HTTP Headers allow you to define additional response headers that are sent by the web server to clients (browsers, applications, or APIs).
These headers can be used to control cross-origin requests (CORS), enforce security policies, and customize server behavior.


How to add headers

When adding HTTP headers to your application, navigate to the account it is linked to.
Select Edit in the Application widget, next to the application you want to update.

Navigate to the HTTP header section to add the necessary headers
Below you can find an example of an HTTP header configuration:

When all Headers are added, scroll down and press Update Application to save the changes for the application.

Strict-Transport-Security header

Enabling Force HTTPS automatically adds the Strict-Transport-Security header with max-age=31536000 if it does not already exist.
Adding the Strict-Transport-Security header automatically enables Force HTTPS.

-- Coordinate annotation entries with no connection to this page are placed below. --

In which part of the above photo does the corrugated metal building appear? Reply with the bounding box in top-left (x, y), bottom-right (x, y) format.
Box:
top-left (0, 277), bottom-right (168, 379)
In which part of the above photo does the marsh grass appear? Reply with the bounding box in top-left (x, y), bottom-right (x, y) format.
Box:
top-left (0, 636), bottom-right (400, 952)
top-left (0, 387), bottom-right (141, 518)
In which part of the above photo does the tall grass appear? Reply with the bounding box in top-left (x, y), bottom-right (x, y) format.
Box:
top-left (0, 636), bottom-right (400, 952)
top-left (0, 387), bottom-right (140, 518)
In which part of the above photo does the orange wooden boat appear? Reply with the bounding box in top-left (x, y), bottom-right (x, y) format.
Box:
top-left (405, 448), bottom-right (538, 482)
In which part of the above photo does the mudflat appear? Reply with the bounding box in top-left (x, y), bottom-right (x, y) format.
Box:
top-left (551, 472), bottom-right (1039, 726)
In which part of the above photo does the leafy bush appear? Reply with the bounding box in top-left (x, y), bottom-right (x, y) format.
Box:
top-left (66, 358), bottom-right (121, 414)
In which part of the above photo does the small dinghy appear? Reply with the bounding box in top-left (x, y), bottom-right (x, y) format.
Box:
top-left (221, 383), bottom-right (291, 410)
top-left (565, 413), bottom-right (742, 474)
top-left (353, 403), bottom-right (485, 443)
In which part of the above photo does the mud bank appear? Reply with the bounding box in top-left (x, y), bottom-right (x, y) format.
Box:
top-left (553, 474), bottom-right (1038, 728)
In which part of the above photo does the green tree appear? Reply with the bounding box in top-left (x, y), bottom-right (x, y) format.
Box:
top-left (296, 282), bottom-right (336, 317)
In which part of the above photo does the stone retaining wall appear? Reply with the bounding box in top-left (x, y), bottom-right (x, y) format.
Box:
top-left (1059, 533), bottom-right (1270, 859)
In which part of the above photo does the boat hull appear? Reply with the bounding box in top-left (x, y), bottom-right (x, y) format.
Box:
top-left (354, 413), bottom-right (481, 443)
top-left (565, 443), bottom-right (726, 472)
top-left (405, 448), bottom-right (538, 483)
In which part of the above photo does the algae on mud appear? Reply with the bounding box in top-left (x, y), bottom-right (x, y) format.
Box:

The following options can be selected:

Header Description Example Value Explanation
Access-Control-Allow-Origin Defines which domains are allowed to access your API (CORS). https://app.example.com Only this specific frontend domain is allowed to make requests to your server.
Access-Control-Allow-Methods Specifies which HTTP methods are allowed. GET, POST, PUT, DELETE Allows standard CRUD operations from the client.
Access-Control-Allow-Headers Defines which request headers are allowed from the client. Content-Type, Authorization Allows clients to send JSON data and authentication tokens.
Access-Control-Max-Age How long preflight requests can be cached by the browser (in seconds). 86400 The browser caches CORS checks for 24 hours to reduce repeated preflight requests.
Access-Control-Allow-Credentials Allows cookies and authentication credentials in cross-origin requests. true Enables sessions / cookies to be included in API requests.